Brent crude futures LCOc1 were down 10 cents at $67.40 a barrel by 1043 GMT, while U.S. West Texas Intermediate crude CLc1 eased 17 cents to $63.74.
The American Petroleum Institute releases its weekly figures on U.S. crude inventories later on Tuesday. Stocks are forecast to have risen by 2.7 million barrels last week, according to a Reuters poll.
Inventories have fallen by more than 100 million barrels, or a quarter, in the last 12 months, to around their lowest in three years. Seasonally, stocks tend to build in the first three months of the year.
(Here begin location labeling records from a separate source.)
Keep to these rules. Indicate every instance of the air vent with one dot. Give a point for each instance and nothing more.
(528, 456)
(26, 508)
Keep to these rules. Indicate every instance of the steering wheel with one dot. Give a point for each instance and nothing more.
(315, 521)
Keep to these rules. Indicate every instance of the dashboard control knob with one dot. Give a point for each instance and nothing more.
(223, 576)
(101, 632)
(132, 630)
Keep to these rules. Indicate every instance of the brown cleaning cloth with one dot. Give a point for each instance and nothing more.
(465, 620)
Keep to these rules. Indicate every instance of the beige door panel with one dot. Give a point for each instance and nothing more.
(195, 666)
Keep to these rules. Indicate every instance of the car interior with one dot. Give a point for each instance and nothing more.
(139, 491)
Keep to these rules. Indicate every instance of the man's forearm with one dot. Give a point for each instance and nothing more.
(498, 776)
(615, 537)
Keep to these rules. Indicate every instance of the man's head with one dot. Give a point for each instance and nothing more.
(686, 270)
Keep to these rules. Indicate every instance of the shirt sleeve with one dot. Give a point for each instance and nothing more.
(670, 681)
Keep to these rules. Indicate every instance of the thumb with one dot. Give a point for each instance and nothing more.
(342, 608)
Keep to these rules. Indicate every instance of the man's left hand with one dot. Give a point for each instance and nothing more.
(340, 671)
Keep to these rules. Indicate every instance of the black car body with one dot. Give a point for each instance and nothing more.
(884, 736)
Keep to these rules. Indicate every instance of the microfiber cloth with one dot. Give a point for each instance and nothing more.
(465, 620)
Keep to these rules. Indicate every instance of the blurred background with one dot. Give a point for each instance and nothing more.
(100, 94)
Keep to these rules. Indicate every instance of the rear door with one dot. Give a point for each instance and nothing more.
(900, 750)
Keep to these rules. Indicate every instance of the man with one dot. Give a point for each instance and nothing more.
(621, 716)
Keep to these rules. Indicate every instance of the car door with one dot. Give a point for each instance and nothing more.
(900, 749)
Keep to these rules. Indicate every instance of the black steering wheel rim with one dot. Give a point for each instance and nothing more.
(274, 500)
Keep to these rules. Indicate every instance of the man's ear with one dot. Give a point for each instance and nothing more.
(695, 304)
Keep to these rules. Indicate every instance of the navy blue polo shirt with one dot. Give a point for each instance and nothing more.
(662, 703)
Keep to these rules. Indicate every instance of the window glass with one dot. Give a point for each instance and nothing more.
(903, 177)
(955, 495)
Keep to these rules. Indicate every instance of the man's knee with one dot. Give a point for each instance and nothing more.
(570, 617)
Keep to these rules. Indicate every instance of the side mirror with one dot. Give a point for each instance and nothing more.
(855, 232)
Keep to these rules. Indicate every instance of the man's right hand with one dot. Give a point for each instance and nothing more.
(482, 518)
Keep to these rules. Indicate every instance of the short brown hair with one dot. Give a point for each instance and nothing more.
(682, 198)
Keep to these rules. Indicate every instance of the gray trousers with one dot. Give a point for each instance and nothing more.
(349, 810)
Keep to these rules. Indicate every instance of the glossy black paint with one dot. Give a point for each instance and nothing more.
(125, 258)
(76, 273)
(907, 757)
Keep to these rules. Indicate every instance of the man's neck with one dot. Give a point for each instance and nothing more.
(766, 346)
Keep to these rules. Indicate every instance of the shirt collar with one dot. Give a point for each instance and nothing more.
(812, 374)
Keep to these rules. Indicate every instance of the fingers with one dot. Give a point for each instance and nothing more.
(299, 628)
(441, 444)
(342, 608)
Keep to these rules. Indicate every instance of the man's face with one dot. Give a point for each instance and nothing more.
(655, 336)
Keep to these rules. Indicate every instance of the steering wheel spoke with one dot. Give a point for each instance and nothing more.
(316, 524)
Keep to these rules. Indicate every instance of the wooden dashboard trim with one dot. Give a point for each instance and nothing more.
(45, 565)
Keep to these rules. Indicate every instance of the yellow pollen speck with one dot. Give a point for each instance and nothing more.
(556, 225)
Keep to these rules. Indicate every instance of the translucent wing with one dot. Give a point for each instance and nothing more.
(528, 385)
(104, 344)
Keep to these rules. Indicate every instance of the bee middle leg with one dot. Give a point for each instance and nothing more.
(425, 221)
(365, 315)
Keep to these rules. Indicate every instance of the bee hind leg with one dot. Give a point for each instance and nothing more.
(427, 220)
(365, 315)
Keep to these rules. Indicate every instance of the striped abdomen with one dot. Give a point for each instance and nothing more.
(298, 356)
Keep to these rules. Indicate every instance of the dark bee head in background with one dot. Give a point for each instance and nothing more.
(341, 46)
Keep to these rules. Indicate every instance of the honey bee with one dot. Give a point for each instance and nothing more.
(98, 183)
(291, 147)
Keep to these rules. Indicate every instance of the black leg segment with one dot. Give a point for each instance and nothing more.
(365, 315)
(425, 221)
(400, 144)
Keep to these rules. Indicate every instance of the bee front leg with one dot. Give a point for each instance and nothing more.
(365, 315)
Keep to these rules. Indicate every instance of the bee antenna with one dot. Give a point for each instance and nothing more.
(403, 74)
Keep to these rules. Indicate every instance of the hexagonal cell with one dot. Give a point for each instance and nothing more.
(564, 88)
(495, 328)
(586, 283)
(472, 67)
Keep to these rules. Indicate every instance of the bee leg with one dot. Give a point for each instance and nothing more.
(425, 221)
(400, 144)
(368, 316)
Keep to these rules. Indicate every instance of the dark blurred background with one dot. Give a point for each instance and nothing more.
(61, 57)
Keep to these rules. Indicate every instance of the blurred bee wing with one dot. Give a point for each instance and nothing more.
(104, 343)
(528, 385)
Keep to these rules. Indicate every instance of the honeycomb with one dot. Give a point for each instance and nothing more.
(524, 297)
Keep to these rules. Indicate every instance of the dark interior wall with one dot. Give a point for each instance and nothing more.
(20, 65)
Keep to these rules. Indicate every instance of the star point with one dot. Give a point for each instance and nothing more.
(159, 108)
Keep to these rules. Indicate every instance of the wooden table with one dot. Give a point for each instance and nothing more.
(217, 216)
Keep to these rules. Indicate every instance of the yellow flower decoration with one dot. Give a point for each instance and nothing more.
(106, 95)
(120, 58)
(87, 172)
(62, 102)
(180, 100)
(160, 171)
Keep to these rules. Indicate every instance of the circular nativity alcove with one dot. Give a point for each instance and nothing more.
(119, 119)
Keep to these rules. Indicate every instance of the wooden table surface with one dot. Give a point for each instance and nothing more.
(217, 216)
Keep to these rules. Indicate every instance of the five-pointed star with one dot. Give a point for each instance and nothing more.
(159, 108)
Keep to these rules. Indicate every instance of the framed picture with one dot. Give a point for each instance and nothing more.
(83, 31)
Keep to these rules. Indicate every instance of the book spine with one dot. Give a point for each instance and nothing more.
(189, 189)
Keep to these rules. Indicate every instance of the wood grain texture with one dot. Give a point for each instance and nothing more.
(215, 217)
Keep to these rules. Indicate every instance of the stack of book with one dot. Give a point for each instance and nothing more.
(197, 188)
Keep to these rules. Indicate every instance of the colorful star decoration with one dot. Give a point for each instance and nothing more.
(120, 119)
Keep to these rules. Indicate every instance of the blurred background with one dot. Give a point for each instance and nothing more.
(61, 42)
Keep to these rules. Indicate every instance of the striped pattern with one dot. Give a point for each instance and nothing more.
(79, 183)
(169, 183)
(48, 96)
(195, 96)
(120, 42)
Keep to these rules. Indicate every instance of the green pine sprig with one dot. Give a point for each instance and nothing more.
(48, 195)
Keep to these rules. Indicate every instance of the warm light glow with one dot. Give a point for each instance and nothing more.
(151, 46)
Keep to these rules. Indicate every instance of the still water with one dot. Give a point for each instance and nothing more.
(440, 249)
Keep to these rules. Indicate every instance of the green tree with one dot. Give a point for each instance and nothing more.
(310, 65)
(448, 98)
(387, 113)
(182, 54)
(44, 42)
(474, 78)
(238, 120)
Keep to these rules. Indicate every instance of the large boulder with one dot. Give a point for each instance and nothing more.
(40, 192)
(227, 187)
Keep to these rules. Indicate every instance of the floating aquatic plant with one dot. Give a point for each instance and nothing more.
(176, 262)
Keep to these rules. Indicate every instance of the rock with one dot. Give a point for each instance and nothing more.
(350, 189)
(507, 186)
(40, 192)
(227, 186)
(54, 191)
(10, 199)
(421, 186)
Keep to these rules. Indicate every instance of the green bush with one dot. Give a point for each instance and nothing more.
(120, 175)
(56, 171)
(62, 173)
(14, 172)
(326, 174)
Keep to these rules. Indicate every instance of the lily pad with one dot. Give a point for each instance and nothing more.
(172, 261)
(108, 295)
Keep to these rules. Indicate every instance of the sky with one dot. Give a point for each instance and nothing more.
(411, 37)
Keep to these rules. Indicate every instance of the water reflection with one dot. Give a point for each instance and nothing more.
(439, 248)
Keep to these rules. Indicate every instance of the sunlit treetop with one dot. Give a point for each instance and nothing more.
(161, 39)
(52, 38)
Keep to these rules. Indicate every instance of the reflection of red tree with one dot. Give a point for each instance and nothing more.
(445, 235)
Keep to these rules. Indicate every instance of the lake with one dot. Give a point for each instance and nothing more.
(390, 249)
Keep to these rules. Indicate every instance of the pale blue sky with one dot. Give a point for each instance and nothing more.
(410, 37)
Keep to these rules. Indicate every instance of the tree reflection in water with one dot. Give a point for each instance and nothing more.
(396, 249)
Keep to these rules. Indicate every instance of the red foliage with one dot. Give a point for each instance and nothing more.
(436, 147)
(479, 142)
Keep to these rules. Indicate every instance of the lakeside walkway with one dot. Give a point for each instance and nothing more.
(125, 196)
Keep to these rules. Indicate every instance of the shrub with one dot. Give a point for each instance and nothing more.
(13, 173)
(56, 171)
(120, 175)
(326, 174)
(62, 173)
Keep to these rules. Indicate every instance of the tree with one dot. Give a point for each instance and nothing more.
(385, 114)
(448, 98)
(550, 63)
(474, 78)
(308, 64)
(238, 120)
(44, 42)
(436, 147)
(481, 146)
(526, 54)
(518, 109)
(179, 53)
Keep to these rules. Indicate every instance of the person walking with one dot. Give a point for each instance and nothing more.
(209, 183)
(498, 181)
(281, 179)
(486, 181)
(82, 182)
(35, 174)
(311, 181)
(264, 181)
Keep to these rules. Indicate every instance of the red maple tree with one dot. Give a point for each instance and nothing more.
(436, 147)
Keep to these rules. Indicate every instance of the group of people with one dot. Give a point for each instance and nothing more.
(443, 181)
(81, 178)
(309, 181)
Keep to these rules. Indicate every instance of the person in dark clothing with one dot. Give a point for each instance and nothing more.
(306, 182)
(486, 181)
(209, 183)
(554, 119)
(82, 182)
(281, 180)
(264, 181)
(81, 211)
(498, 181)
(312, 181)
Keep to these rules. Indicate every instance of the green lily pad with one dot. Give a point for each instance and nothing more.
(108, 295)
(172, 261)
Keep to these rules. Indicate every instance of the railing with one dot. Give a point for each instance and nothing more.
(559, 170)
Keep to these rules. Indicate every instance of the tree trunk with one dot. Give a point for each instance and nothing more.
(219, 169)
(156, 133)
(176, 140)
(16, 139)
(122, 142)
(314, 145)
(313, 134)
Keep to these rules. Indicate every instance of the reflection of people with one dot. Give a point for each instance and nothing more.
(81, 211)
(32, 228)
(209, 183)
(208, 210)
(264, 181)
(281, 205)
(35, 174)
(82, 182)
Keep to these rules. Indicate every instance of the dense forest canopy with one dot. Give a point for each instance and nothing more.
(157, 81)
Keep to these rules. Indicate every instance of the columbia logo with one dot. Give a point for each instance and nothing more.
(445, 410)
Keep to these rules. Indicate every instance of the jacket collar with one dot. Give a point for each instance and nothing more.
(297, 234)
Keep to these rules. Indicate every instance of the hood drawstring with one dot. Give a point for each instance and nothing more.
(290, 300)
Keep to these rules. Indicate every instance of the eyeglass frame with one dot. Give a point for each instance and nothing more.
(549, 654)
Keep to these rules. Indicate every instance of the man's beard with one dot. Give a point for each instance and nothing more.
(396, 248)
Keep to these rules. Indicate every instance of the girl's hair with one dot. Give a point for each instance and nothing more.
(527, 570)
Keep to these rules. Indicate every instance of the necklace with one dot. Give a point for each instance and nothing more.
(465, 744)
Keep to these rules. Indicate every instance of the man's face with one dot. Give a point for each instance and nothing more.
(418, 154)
Soaring U.S. production is upending global oil markets at a time when other major producers - including Russia and the Middle East-dominated Organization of the Petroleum Exporting Countries - have been withholding output to prop up prices.
The United States will overtake Russia as the world’s biggest oil producer by 2019, International Energy Agency (IEA) Executive Director Fatih Birol said on Tuesday.
“U.S. shale growth is very strong, the pace is very strong ... The United States will become the No.1 oil producer sometime very soon,” he told Reuters separately.
U.S. output was 10.27 million barrels per day (bpd), according to weekly government data released last Thursday, higher than the latest figures for Saudi Arabia, the world’s largest exporter, and just below Russia.
A steadier dollar also undermined the crude oil market, given the inverse relationship between the two, whereby a stronger U.S. currency can encourage investors to book profits on their holdings of dollar-priced commodities, stocks or bonds.
“Our technical analysts are saying (oil) is bearish unless we break above $67.70,” SEB head of commodity strategy Bjarne Schieldrop said.
“It’s been rejected exactly at that level ... and that is where the price action is today. It’s at a level where it’s a tie between ‘back to bullish or back to bearish’.”